What prevents kids from misusing either is instilling in them a much broader ability to distinguish between reality and fantasy, as well as a basic respect for human life. The likelihood of misusing a gun isn’t an isolated issue that pops up in a vacuum. It’s either symptomatic of, or enabled by, broader problems that telling kids what they can’t play at recess just isn’t gonna solve, such as bad parents who don’t safely lock up their weapons or don’t teach their kids morality and responsibility.

Kids have always pretended to be cops or soldiers, and, the simple truth is that their primary purpose and characteristic of these institutions is protecting the rights of the community through lethal force, so if children are going to play army or police, then guns are going to be an unavoidable part of that scenario.

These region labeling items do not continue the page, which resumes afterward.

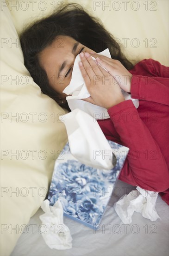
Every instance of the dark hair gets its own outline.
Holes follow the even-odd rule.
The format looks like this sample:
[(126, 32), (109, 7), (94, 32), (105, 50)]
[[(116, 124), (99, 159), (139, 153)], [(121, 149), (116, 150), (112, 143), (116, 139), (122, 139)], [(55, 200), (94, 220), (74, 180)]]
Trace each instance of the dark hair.
[(31, 24), (20, 36), (25, 65), (41, 91), (69, 110), (67, 101), (62, 104), (63, 96), (50, 85), (47, 74), (38, 60), (38, 54), (59, 35), (71, 37), (96, 53), (108, 48), (112, 59), (119, 61), (127, 70), (134, 67), (101, 21), (90, 15), (78, 4), (67, 4), (48, 17)]

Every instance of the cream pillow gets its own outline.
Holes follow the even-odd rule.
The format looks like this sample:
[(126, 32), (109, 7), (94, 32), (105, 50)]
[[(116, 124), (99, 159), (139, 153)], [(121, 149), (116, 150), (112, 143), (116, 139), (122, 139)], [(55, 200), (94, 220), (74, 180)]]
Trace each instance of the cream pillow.
[(0, 17), (0, 255), (6, 256), (45, 198), (67, 137), (59, 120), (64, 111), (41, 93), (24, 66), (7, 7)]
[(130, 60), (138, 62), (151, 58), (169, 66), (168, 1), (6, 0), (19, 33), (28, 20), (46, 16), (68, 2), (80, 4), (100, 19)]

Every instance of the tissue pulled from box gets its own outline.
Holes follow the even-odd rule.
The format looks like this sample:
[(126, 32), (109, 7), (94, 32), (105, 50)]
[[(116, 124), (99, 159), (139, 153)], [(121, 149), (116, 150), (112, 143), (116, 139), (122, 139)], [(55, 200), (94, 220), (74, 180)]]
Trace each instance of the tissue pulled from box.
[[(111, 58), (108, 48), (98, 54)], [(92, 56), (92, 58), (93, 60), (95, 60), (94, 57)], [(88, 98), (90, 95), (88, 91), (79, 67), (78, 63), (80, 61), (80, 57), (78, 54), (75, 61), (70, 83), (63, 92), (67, 95), (71, 95), (71, 96), (66, 97), (66, 100), (70, 109), (73, 110), (76, 108), (79, 108), (96, 119), (110, 118), (106, 108), (81, 100)], [(101, 65), (100, 66), (101, 66)], [(101, 67), (105, 70), (106, 70), (103, 67)], [(122, 89), (121, 89), (121, 91), (125, 100), (131, 100), (135, 107), (138, 108), (139, 106), (138, 100), (131, 98), (131, 95), (129, 94)]]
[(75, 157), (99, 169), (114, 167), (113, 150), (94, 118), (78, 109), (59, 118), (66, 126), (70, 152)]

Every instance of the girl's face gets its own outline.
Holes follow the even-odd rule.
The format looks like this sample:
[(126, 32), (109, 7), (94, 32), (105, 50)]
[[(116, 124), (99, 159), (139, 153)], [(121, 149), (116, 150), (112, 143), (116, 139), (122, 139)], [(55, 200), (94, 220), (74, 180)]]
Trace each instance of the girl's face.
[(70, 82), (75, 59), (81, 52), (94, 51), (72, 37), (61, 35), (39, 54), (40, 64), (51, 87), (64, 97), (67, 95), (62, 92)]

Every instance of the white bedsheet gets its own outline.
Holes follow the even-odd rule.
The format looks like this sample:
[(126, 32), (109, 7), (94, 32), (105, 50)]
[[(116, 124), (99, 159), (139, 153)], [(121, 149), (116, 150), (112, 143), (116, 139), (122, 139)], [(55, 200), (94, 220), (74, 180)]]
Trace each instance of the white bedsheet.
[[(111, 198), (101, 223), (100, 230), (94, 231), (82, 224), (64, 217), (73, 238), (71, 249), (57, 250), (50, 249), (45, 244), (38, 228), (41, 224), (40, 209), (31, 218), (26, 234), (22, 234), (11, 256), (168, 256), (169, 206), (158, 196), (156, 209), (161, 220), (151, 222), (141, 214), (134, 213), (132, 222), (125, 225), (112, 206), (114, 202), (134, 187), (118, 181), (115, 190), (116, 195)], [(117, 196), (121, 191), (119, 196)], [(34, 226), (34, 233), (32, 226)], [(105, 230), (104, 227), (105, 227)], [(109, 228), (109, 229), (107, 229)]]

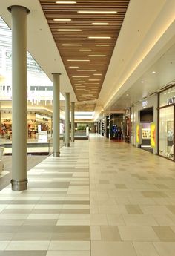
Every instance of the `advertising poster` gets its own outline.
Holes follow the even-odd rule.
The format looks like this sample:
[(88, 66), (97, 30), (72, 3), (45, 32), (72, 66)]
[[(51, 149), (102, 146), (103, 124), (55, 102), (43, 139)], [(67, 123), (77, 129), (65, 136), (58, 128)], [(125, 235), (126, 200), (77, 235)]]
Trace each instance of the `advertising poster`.
[(154, 122), (151, 124), (151, 147), (156, 147), (156, 125)]
[(139, 125), (136, 125), (136, 143), (139, 144)]

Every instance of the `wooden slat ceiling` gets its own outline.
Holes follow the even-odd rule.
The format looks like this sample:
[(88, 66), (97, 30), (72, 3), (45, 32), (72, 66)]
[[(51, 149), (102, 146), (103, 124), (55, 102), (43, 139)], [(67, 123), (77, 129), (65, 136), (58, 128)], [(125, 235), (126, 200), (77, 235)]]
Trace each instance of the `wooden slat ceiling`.
[[(67, 1), (65, 0), (65, 2)], [(58, 4), (56, 3), (56, 1), (40, 0), (79, 102), (98, 99), (129, 1), (75, 0), (74, 4)], [(116, 11), (117, 13), (78, 13), (79, 10)], [(71, 21), (54, 21), (55, 19), (70, 19)], [(93, 22), (105, 22), (108, 24), (93, 25)], [(58, 29), (78, 29), (81, 31), (58, 31)], [(88, 36), (110, 38), (89, 39)], [(65, 44), (82, 45), (62, 45)], [(105, 55), (105, 56), (88, 55)], [(69, 59), (74, 61), (67, 61)], [(95, 105), (90, 104), (88, 110), (93, 111)], [(88, 108), (87, 107), (86, 109)]]

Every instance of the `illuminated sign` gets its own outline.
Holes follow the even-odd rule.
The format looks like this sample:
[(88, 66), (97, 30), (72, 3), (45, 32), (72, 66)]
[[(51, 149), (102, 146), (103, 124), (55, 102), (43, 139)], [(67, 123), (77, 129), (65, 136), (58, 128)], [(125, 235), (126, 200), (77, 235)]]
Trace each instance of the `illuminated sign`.
[(156, 125), (154, 122), (151, 124), (151, 147), (156, 147)]
[(136, 143), (139, 144), (139, 125), (136, 125)]
[(167, 105), (174, 105), (175, 104), (175, 96), (174, 97), (167, 99)]
[(142, 102), (142, 107), (143, 108), (146, 108), (146, 106), (148, 105), (148, 101), (145, 100), (144, 102)]

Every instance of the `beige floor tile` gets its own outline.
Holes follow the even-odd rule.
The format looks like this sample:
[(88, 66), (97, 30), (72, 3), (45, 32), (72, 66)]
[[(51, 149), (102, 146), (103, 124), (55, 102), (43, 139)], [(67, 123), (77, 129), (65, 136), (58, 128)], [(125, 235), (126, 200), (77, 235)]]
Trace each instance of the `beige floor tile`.
[(153, 246), (159, 256), (174, 256), (174, 242), (155, 242)]
[(90, 226), (90, 239), (92, 241), (100, 241), (102, 240), (99, 226)]
[(122, 241), (159, 241), (153, 229), (150, 226), (119, 226), (119, 231)]
[(90, 226), (90, 220), (58, 220), (56, 226)]
[(91, 256), (137, 256), (132, 243), (99, 242), (91, 243)]
[[(6, 247), (9, 244), (9, 241), (0, 241), (0, 251), (4, 251), (5, 250)], [(1, 252), (0, 252), (1, 254)]]
[(106, 214), (90, 214), (91, 226), (105, 226), (108, 225)]
[(175, 242), (175, 233), (168, 226), (153, 226), (153, 229), (162, 242)]
[(46, 256), (90, 256), (90, 251), (48, 251)]
[(122, 214), (126, 226), (156, 226), (158, 225), (151, 214)]
[(50, 241), (12, 241), (6, 251), (47, 251)]
[(89, 251), (90, 242), (51, 241), (49, 251)]
[(116, 226), (102, 226), (100, 230), (102, 241), (121, 241)]
[(152, 243), (133, 242), (133, 244), (137, 256), (159, 256)]
[(143, 212), (141, 210), (139, 205), (125, 205), (127, 212), (129, 214), (142, 214)]
[(125, 225), (122, 214), (107, 214), (109, 226)]
[(160, 226), (175, 225), (175, 218), (173, 221), (168, 214), (153, 214), (153, 217)]

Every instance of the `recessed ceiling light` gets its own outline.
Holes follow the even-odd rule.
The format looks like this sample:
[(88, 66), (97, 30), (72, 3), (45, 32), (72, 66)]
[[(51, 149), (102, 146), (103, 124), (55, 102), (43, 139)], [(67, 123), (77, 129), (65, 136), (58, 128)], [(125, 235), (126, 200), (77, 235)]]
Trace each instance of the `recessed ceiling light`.
[(88, 36), (90, 39), (110, 39), (111, 36)]
[(88, 64), (88, 66), (104, 66), (105, 64)]
[(76, 4), (76, 1), (57, 1), (56, 4)]
[(71, 22), (71, 19), (54, 19), (54, 22)]
[(82, 71), (82, 72), (96, 72), (96, 70), (95, 69), (77, 69), (77, 71)]
[(108, 45), (108, 44), (105, 44), (105, 45), (101, 44), (101, 45), (96, 45), (96, 46), (110, 46), (110, 45)]
[(108, 22), (93, 22), (92, 25), (95, 25), (95, 26), (107, 26), (108, 25), (109, 23)]
[(89, 81), (100, 81), (101, 79), (88, 79)]
[(82, 46), (83, 45), (79, 44), (62, 44), (63, 46)]
[(91, 51), (90, 49), (79, 49), (79, 51)]
[(74, 28), (59, 28), (57, 31), (64, 31), (64, 32), (77, 32), (77, 31), (82, 31), (82, 30), (80, 29), (74, 29)]
[(78, 10), (78, 13), (108, 13), (108, 14), (114, 14), (117, 13), (116, 10)]
[(72, 76), (72, 77), (89, 77), (88, 76)]
[(89, 57), (106, 57), (106, 55), (88, 55)]
[(67, 62), (90, 62), (89, 59), (67, 59)]

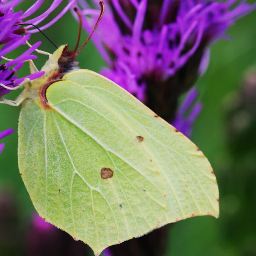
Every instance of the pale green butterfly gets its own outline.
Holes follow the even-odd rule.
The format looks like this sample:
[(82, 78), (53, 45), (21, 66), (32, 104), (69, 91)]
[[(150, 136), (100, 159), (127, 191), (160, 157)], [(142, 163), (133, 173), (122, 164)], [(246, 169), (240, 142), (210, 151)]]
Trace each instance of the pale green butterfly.
[(91, 35), (77, 52), (60, 46), (44, 76), (2, 102), (22, 103), (19, 168), (40, 215), (96, 255), (167, 223), (218, 217), (216, 178), (198, 148), (118, 85), (77, 66)]

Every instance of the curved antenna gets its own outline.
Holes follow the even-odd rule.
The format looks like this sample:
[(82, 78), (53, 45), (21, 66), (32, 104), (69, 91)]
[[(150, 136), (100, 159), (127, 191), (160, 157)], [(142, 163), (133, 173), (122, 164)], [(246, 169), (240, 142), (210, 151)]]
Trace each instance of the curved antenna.
[(21, 23), (20, 24), (16, 24), (16, 25), (14, 25), (12, 27), (15, 27), (15, 26), (20, 26), (21, 25), (31, 25), (31, 26), (34, 27), (38, 29), (39, 32), (41, 32), (42, 34), (55, 47), (56, 49), (58, 49), (58, 47), (37, 26), (34, 25), (34, 24), (31, 24), (31, 23)]
[(78, 31), (78, 39), (76, 41), (76, 45), (75, 47), (75, 49), (73, 51), (74, 53), (76, 52), (76, 50), (78, 48), (78, 45), (79, 44), (79, 42), (80, 42), (80, 38), (81, 37), (81, 30), (82, 30), (82, 16), (81, 14), (81, 13), (79, 11), (78, 9), (76, 7), (74, 7), (74, 10), (76, 12), (76, 13), (77, 14), (78, 16), (78, 18), (79, 21), (79, 30)]
[(88, 42), (89, 40), (90, 39), (90, 38), (91, 37), (91, 36), (92, 35), (92, 34), (93, 34), (94, 32), (94, 31), (96, 29), (96, 28), (97, 27), (97, 26), (98, 26), (98, 24), (99, 23), (99, 22), (100, 22), (100, 20), (101, 19), (101, 18), (102, 17), (102, 16), (103, 16), (103, 14), (104, 14), (104, 10), (105, 9), (105, 7), (104, 7), (104, 4), (103, 3), (103, 2), (102, 1), (100, 1), (100, 5), (101, 6), (101, 13), (100, 14), (100, 16), (99, 16), (98, 18), (98, 20), (97, 21), (97, 22), (96, 22), (96, 23), (94, 25), (94, 28), (92, 29), (92, 32), (91, 32), (91, 33), (89, 35), (88, 37), (87, 38), (87, 39), (86, 39), (86, 41), (82, 44), (82, 46), (80, 47), (80, 48), (79, 49), (78, 51), (76, 53), (76, 55), (78, 55), (80, 52), (82, 50), (82, 49), (85, 47), (85, 46), (86, 44)]

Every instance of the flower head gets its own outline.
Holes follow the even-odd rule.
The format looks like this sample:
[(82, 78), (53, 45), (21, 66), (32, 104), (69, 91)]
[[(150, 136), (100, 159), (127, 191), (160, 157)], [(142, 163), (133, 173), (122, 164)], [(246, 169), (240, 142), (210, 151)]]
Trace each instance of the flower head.
[[(92, 17), (84, 21), (89, 32), (97, 12), (79, 2)], [(109, 0), (92, 37), (109, 65), (101, 73), (173, 120), (178, 97), (207, 67), (208, 46), (255, 7), (236, 0)]]
[[(75, 1), (72, 0), (54, 18), (41, 27), (41, 30), (48, 27), (62, 17), (74, 4)], [(39, 46), (41, 42), (36, 43), (14, 60), (7, 60), (5, 63), (2, 63), (4, 60), (2, 57), (22, 44), (26, 44), (26, 41), (30, 37), (31, 34), (38, 31), (37, 29), (31, 29), (33, 27), (32, 25), (21, 27), (18, 26), (19, 24), (30, 23), (36, 25), (39, 24), (59, 6), (62, 0), (54, 0), (44, 12), (36, 18), (26, 20), (25, 20), (38, 10), (43, 1), (38, 0), (24, 13), (21, 11), (15, 12), (14, 8), (22, 0), (3, 0), (0, 2), (0, 44), (3, 45), (0, 49), (0, 62), (1, 63), (0, 64), (0, 97), (10, 91), (4, 88), (3, 85), (11, 88), (15, 87), (26, 78), (32, 80), (44, 73), (44, 72), (37, 72), (19, 78), (15, 75), (24, 62), (37, 58), (31, 54)], [(22, 35), (23, 34), (24, 36)]]
[(195, 89), (192, 89), (188, 92), (172, 122), (176, 129), (187, 137), (190, 137), (193, 125), (202, 108), (201, 103), (195, 103), (198, 96), (198, 91)]

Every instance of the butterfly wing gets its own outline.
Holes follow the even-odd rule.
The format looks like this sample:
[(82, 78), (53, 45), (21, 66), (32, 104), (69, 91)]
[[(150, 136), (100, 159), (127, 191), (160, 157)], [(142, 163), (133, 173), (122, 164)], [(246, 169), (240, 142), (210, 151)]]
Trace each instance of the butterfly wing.
[(165, 189), (132, 123), (68, 79), (47, 96), (53, 109), (27, 100), (18, 129), (20, 172), (39, 215), (96, 255), (155, 228)]
[(105, 248), (167, 223), (218, 215), (212, 167), (188, 139), (113, 82), (85, 70), (27, 100), (19, 166), (39, 214)]

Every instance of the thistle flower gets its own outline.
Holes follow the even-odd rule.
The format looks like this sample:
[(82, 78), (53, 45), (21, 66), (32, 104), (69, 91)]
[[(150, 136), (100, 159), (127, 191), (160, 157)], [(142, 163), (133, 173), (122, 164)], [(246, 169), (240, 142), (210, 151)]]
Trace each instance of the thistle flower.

And that’s not a bad thing. Because in the hands of the people these kids were emulating, guns aren’t intended to kill, but to protect. Children fantasizing about fighting fire with fire and standing up to genuine bad guys is not only natural, but healthy. 
Free societies need to pass a certain degree of fighting spirit, of warrior ethos, from one generation to the next – to venerate the fighting and punishing of evil, the willingness to fight and die if need be, etc. I’m not talking about anything close to Sparta-like indoctrination, but at the very least we shouldn’t be coming down on kids when their imaginations are captured by our society’s best and most vital role models.

Indeed, in their zeal to end “threatening behaviour” wherever it arises, the practical effect of such rules is more likely to be the message that military and police service aren’t something children should emulate or look up to, because they’re inherently “threatening” professions.